Opinion
Civil Action 21-CV-5673
01-14-2022
MEMORANDUM
GERALD A. McHUGH, J.
Plaintiff Arthur Quarles, III, initiated this civil action by filing a pro se Complaint against Affirm Inc. (“Affirm”) that is best construed as raising claims under the Fair Credit Reporting Act (“FCRA”). (ECF No. 2.) He seeks leave to proceed in forma pauperis. (ECF No. 5.) For the following reasons, the Court will grant Quarles leave to proceed in forma pauperis and dismiss his Complaint for failure to state a claim pursuant to 28 U.S.C. § 1915(e)(2)(B)(ii) without prejudice to amendment.
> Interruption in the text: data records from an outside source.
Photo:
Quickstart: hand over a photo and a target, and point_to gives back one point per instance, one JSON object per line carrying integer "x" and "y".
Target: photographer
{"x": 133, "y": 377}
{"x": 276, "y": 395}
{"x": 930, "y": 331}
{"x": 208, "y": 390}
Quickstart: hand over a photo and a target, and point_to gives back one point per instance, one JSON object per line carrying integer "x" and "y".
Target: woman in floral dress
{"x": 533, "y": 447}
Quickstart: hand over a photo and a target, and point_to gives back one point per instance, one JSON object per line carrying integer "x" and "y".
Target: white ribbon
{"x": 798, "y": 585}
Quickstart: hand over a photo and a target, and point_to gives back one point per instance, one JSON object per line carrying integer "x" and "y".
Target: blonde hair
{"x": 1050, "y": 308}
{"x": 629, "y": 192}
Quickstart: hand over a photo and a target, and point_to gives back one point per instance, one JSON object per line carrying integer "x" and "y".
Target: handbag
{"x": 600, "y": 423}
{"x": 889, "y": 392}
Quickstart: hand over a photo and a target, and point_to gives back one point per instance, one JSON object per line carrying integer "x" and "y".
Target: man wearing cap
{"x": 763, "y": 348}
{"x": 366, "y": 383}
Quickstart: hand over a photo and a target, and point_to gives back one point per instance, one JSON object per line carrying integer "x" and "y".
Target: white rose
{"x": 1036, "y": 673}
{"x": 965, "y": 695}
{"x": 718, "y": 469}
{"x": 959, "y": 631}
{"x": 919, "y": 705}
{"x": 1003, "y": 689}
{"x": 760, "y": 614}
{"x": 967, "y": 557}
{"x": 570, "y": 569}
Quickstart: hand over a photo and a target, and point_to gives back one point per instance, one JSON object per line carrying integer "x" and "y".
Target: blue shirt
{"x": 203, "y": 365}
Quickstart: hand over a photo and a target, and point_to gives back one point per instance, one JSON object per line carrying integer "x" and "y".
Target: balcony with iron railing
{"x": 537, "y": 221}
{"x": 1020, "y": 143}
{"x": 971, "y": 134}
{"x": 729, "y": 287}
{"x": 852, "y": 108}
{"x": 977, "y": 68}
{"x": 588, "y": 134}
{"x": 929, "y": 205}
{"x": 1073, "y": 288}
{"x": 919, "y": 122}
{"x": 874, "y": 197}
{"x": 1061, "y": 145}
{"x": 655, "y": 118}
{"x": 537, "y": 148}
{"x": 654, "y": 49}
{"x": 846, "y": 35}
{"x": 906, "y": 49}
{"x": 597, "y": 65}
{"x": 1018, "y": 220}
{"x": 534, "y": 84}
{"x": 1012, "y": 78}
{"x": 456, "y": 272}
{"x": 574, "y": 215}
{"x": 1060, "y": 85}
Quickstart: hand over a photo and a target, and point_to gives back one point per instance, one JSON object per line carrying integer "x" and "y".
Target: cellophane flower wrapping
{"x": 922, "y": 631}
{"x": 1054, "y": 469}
Quarles's Complaint was not signed in accordance with Federal Rule of Civil Procedure 11, and his initial Motion to Proceed In Forma Pauperis lacked sufficient information for the Court to make a determination as to whether he qualified for in forma pauperis status. Accordingly, the Court issued an Order directing Quarles to cure these defects. (ECF No. 4.) He has since done so. (See ECF Nos. 5 & 6.)
The facts set forth in this Memorandum are taken from Quarles's Complaint and attached exhibits.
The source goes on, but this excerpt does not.